Pak Bei sudah paham ke mana arah obrolan Kang Narjo dan siapa yang dimaksud dengan Rising Star itu. Tapi sengaja dibiarkannya sahabatnya itu menumpahkan uneg-uneg.
“Rising Star gimana maksudmu, Kang?,” Pak Bei memancing.
“Sedemikian hebatnya anak muda ini, hanya butuh waktu 14 tahun berkarir di militer, dia sudah berhasil dipercaya Presiden untuk menduduki jabatan dan posisi strategis di ring-1.”
“Ampuh tenan ya, Kang. Mungkin memang istimewa orangnya.”
“Usianya baru 36 tahun, lho. Masih sangat muda. Padahal, tradisi kepangkatan di militer kan sangat ketat dan profesional. Seorang alumni Akmil perlu proses 30-an tahun untuk bisa mencapai level perwira tinggi. Untuk bisa mendapatkan jabatan penting, apalagi di ring-1, mereka harus sudah teruji kemampuannya, dari bertugas sebagai komandan pleton, kompi, batalion, dan penugasan-penugasan strategis seperti operasi-operasi militer, misalnya.”
“Itu kan standar, Kang. Ingat lho, dalam sejarah selalu ada orang-orang istimewa.”
“Contohnya?”
“Ingat Sultan Mehmed II dari Dinasti Ustmaniyah di Turki. Ketika memimpin pasukan kaum Muslimin merebut dan menaklukkan Konstantinopel tahun 1463, usia Sultan Mehmed II baru 21 tahun. Anak muda yang sangat cerdas dan ahli strategi perang itu berhasil memimpin pasukan Islam menaklukkan Kekaisaran Romawi Timur yang sudah berkuasa di Konstantinopel selama 11 abad.”
“Itu perbandingan yang tidak aple to aple, Pak Bei. Terlalu jomplang. Kejauhan. Anak ini kesannya kan dumadakan, sekonyong-konyong, langsung menyalip puluhan seniornya yang sudah berdarah-darah menjalankan tugas-tugas kemiliteran, Pak Bei.”
“Aku cuma ingin menunjukkan bahwa di setiap masa ada orang-orang hebat dan istimewa, Kang.”
“Iya paham. Tapi anak ini belum teruji, Pak Bei. Pengalamannya masih sebatas jadi Asisten Ajudan Presiden dan Ajudan Menteri Pertahanan. Menurutku belum cukup teruji kemampuannya. Pangkatnya juga baru Mayor. Potensial menimbulkan kecemburuan dan perasaan tidak adil.”
“Ingat, Kang, wong pinter kuwi isih kalah karo wong bejo, orang pandai itu masih kalah sama orang beruntung. Mungkin anak itu memang termasuk wong bejo, Kang. Orang beruntung tidak harus pandai. Kebetulan dia berada pada lingkungan dan momentum yang tepat.”
“Menurut Pak Bei, bejo atau keberuntungan itu murni hadiah dari Tuhan atau ada peran bahkan rekayasa manusia?”
“Bisa dua-duanya, Kang.”
“Kalau dalam kasus yang obrolkan ini, itu hadiah alias takdir Tuhan atau rekayasa manusia?”
“Kang, yang kita bicarakan ini soal politik. Jadi jelas ada faktor rekayasa manusia.
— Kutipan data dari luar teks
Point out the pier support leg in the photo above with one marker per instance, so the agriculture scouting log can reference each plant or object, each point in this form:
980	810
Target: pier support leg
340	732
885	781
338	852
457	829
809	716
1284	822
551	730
Orang bisa jadi Presiden, Menteri, Gubernur, Bupati, Anggota DPR, Ketua MK, Ketua MA, Ketua KPK, Kapolri, Panglima TNI, Direktur BUMN, Komisaris dan Direksi BUMN, itu semua ada rekayasa manusia, tentu ada proses politik yang dilalui dengan berdarah-darah.”
“Tepat sekali, Pak Bei.”
“Iya, kan?”
“Rising Star yang kita bahas tadi juga hasil dari proses politik. Hak prerogratif Presiden.”
“Nah jelas sekali, kan? Jadi rasah dho serik, jangan pada iri. Kita doakan saja semoga anak muda itu dapat mengemban amanah sebaik-baiknya, bisa menunjukkan kinerja yang luar biasa sebagai pembantu Presiden.”
“Kembali ke laptop.”
“Siap, Kang.”
“Itulah makanya UU TNI perlu direvisi untuk memberi peluang senior-seniornya agar bisa berperan aktif di pos-pos pemerintahan. Dengan cara itu, gejolak dan kegelisahan di internal TNI bisa diminimalisir.”
“Mudah-mudahan panggraita dan analisismu itu bener, Kang,” kata Pak Bei sambil melihat jam di HP-nya. “Sudah jam 23.00, Kang. Saatnya istirahat. Kapan-kapan kita sambung lagi obrolan ini, ya.”
“Baiklah, Pak Bei. Saya pamit dulu. Wassalamu’alaikum,”
“Wa’alaikumsalam…,” jawab Pak Bei sambil salaman dan berdiri melepas Kang Narjo menuju motornya di halaman.